Broglin-Peterson told me her quick answer to my question is that EVs likely wouldn’t be hit quite as hard by tariffs as conventional cars. But she emphasized that they will still see an impact, and she wasn’t sure of the extent to which other Trump administration policies would undermine any tariff-related advantages. “The EV picture right now has become a lot more murky, obviously, since President Trump was elected,” she told me. “I do think the traditional automakers are more heavily leveraged, though, on their internal combustion engine supply chains.”
Wall agreed that EVs were somewhat less exposed, but he said it really depends on which internal combustion engine vehicle you’re comparing them to. Some engines are assembled in the U.S. and have more U.S.-manufactured components than others. Battery makers are still vulnerable, as the processing of the critical minerals that go into EV batteries is currently heavily concentrated in China, which will also be hit by 10% tariffs on top of existing tariffs on Chinese goods. When you take into account the president’s plans to end the electric vehicle tax credit and leasing option, which can shave up to $7,500 off a car’s sticker price, EVs could still end up less competitive than before Trump took office, Wall said.
Some electric vehicle producers will be hit harder than others. Tesla, for instance, has one of the lowest exposures to non-U.S. content, according to data collected by the Department of Transportation. But some 20% to 25% of Tesla components come from Mexico.
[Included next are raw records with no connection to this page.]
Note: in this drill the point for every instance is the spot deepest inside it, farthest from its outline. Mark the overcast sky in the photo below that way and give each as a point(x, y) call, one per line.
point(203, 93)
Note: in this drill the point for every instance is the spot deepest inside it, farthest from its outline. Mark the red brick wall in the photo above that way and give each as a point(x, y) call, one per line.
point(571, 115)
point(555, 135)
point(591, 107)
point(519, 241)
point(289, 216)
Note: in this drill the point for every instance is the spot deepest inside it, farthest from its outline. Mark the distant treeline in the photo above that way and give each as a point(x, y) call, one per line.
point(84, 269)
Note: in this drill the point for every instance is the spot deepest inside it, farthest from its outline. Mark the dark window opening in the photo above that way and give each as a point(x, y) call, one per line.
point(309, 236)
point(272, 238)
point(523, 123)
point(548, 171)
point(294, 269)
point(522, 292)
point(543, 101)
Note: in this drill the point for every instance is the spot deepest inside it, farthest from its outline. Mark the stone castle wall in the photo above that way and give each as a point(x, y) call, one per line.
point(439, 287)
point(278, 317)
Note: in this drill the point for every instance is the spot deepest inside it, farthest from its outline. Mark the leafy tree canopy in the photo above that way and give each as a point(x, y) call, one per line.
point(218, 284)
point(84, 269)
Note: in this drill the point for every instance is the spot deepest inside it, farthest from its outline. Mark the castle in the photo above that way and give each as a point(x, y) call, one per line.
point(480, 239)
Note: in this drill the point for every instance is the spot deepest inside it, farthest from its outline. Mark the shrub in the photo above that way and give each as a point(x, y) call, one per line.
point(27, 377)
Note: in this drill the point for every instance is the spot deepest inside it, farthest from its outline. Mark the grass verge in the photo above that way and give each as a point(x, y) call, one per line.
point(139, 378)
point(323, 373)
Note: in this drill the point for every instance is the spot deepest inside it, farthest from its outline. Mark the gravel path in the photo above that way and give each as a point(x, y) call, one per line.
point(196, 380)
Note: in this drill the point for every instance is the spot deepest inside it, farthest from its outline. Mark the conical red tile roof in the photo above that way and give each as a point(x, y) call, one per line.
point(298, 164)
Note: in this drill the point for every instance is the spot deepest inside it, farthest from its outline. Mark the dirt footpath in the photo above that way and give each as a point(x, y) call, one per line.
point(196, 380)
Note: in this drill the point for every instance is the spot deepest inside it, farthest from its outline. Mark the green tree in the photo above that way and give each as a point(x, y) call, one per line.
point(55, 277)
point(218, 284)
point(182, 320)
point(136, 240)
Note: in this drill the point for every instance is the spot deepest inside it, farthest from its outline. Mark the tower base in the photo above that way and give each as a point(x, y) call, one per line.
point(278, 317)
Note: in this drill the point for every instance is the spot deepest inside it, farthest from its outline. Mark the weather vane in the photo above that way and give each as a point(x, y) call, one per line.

“There’s a lot of uncertainty around tariffs,” Vaibhav Taneja, Tesla's chief financial officer, said during an earnings call last week. “Over the years, we’ve tried to localize our supply chain in every market, but we are still reliant on parts from across the world for all our businesses.” The company’s stock price dropped 5% on Monday, though that may be partly because the company also lost market share in Europe.
Rivian builds its EVs in Illinois and is opening a second factory in Georgia. But the company’s CEO RJ Scaringe told Inside EVs that tariffs will still hurt. “Many, many, many hundreds of billions of dollars have been invested in Mexico in production capacity for supply chains that supply to all of us,” he said. “That will need to get remapped or will just carry higher costs.”
Other manufacturers are more spread out. Ford assembles its Mustang Mach-E in Mexico and its F-150 Lightning in Michigan. GM makes its Chevy Silverado, GM Sierra, and Cadillac Escalade EVs in Michigan, but its Equinox and Blazer EVs in Mexico. Stellantis makes its electric Jeep Wagoneer in Mexico, but recently invested more than $400 million to prep three of its Michigan factories for EV assembly.
Analysts told me not to expect any sudden moves from car companies. “Revamping the automotive supply chain to be 100% U.S. based is probably not realistic,” David Whiston, an equity strategist who covers the auto sector for Morningstar, told me in an email. “Companies right now are not willing to pivot capacity on a dime — they won’t allocate capital without more certainty.”
Trump doesn’t have much interest in certainty. After threatening to put the tariffs into immediate effect last weekend, the president quickly struck agreements with Mexican president Claudia Sheinbaum and Canadian Prime Minister Justin Trudeau on Monday to pause the tariffs for 30 days while the countries negotiate. He has yet to discuss next steps with China.
The leaders of both countries reached deals with the U.S. in exchange for a 30-day reprieve on border taxes.
U.S. President Donald Trump and Mexican President Claudia Sheinbaum announced a month-long pause on across-the-board 25% tariff on Mexican goods imported into the United States that were to take effect on Tuesday.
In a post on Truth Social, Trump said that Sheinbaum had agreed to deploy 10,000 Mexican troops to the U.S.-Mexico border, “specifically designated to stop the flow of fentanyl, and illegal migrants into our Country.” Secretary of State Marco Rubio, Secretary of the Treasury Scott Bessent, and Secretary of Commerce Howard Lutnick will lead talks in the coming month over what comes next.
“I look forward to participating in those negotiations, with President Sheinbaum, as we attempt to achieve a ‘deal’ between our two Countries,” Trump wrote.
In her own statement, Sheinbaum said the U.S. had committed to work on preventing the trafficking of firearms into Mexico.
There has still been no pause on planned tariffs on Canadian imports, which would likely affect the flow of oil, minerals, and lumber, as well as possibly break automobile supply chains in the United States. Canadian leaders announced several measures to counter the tariffs at both the federal and provincial level.
Trump and Canadian Prime Minister Justin Trudeau have spoken today, and are scheduled to do so again this afternoon. Canadian officials are not optimistic, however, that they’ll be able to get a similar deal, a Canadian official told The New York Times.
UPDATE 4:55 p.m. ET: Trudeau announced that he had reached a similar deal that would stave off the imposition of tariffs for a month. Following a “good call” with Trump, Trudeau said in a post on X that he would deploy personnel and resources to his country’s southern border. “Nearly 10,000 frontline personnel are and will be working on protecting the border,” Trudeau wrote. He also said that Canada would have a “Fentanyl Czar” and would “launch a Canada- U.S. Joint Strike Force to combat organized crime, fentanyl and money laundering.”